Beritaindonesia.co - Kotimah berkesempatan menumpahkan unek-uneknya kepada
Gubernur DKI Jakarta Basuki Tjahaja Purnama (Ahok). Tangisnya tidak tertahan
saat cerita dirinya tidak digaji dan telah diberhentikan menjadi Pasukan
Oranye.
Kotimah diterima Ahok di ruang tamu Gedung Balai Kota, Jalan
Medan Merdeka Selatan, Jakarta Pusat, Rabu (3/5/2017). Perempuan berusia 51
tahun itu mengaku bekerja sebagai Petugas Penanganan Prasarana dan Ssarana Umum
(PPSU) selama 3 tahun.
"Saya sudah tiga tahun PPSU di Dinas Kebersihan. Cuma
tiba-tiba kemarin nama saya nggak ada (tidak lolos seleksi)," kata Kotimah
yang mengenakan kaos Pasukan Oranye ini sambil meneteskan air mata.

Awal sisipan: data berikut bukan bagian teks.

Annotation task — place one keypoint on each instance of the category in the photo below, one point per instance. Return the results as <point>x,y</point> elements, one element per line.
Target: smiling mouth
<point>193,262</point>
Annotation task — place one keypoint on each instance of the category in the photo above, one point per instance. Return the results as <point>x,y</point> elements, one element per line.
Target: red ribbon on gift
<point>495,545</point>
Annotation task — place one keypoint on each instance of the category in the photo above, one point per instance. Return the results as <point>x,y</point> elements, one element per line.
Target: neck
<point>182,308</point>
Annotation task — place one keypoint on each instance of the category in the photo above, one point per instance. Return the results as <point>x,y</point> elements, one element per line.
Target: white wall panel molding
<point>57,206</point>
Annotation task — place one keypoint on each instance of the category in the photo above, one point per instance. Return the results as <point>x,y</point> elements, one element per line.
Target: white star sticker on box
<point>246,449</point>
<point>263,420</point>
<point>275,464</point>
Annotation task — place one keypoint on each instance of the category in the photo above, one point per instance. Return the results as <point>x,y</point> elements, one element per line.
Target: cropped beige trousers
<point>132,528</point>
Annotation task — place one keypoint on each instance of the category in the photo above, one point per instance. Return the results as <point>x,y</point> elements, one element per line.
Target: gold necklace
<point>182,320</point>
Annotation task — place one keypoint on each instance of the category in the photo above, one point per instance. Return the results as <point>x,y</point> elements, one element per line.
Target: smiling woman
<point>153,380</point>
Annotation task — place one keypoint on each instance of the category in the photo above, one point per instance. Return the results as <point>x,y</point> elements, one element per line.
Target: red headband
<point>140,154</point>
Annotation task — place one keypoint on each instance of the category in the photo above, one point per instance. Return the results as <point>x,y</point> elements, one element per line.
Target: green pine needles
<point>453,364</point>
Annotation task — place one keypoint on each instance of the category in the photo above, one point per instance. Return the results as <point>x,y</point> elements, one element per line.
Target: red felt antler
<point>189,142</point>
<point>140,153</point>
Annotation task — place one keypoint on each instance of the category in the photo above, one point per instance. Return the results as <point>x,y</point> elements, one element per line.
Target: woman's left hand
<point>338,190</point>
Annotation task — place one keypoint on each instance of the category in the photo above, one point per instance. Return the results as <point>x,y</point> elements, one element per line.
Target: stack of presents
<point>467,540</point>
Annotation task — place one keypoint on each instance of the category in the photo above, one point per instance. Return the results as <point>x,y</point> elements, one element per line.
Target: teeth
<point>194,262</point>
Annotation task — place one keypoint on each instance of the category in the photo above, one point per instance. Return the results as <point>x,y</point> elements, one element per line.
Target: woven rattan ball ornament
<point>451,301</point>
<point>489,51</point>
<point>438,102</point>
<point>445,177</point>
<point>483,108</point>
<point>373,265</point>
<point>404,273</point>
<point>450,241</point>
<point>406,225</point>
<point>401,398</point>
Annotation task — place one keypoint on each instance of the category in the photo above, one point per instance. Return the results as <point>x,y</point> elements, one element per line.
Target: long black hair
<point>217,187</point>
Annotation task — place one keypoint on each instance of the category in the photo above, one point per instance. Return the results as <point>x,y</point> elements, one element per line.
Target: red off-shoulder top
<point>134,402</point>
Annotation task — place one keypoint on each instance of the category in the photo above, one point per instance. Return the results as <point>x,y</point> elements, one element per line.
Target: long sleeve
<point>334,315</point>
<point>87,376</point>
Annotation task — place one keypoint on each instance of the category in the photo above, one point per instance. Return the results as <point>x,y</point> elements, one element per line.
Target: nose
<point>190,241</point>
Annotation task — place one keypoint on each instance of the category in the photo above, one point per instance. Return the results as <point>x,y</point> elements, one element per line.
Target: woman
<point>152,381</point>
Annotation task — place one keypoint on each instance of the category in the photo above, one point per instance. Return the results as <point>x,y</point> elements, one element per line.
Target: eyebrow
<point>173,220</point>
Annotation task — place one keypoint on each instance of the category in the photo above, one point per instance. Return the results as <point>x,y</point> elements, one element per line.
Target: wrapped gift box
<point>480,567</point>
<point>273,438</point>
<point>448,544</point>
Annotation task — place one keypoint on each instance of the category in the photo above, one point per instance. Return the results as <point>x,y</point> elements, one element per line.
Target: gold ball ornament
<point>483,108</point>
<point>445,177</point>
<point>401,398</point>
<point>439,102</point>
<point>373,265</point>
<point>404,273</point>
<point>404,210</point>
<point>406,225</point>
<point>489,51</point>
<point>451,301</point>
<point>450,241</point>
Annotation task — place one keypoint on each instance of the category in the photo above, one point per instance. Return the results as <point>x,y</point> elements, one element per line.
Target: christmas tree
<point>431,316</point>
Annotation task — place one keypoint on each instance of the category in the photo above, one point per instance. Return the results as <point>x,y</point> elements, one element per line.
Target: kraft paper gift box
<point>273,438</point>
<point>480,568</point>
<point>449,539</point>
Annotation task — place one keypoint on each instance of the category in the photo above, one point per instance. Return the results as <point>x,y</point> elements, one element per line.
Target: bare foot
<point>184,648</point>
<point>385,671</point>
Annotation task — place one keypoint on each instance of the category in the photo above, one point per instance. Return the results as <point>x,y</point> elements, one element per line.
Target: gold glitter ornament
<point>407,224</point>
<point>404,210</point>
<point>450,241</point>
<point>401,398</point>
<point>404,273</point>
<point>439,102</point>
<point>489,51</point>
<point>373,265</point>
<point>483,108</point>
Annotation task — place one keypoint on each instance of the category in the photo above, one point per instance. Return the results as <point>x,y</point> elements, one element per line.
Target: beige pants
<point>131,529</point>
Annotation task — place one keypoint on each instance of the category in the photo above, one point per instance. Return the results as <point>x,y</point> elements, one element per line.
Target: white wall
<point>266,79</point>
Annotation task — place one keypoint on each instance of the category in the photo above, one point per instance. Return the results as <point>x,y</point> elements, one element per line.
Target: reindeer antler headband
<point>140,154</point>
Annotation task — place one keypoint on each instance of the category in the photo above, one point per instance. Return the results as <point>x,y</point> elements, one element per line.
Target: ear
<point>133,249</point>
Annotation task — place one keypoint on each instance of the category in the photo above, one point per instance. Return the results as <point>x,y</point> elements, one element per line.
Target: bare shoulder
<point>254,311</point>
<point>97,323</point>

Meski tidak lolos seleksi, Kotimah menceritakan masih sempat
bekerja di Kelurahan Pegangsaan Dua, Kelapa Gading, Jakarta Utara, selama tiga
bulan. Namun, kata Kotimah, gajinya selama tiga bulan itu tidak dibayar oleh
pihak kelurahan.
"Saya sedih, saya nggak punya kerjaan lagi. Saya enggak
bisa bayar kontrakan lagi. Gara-gara umur katanya. Gaji saya tiga bulan juga
tidak dibayar," ujar Kotimah yang semakin menjadi-jadi tangisnya.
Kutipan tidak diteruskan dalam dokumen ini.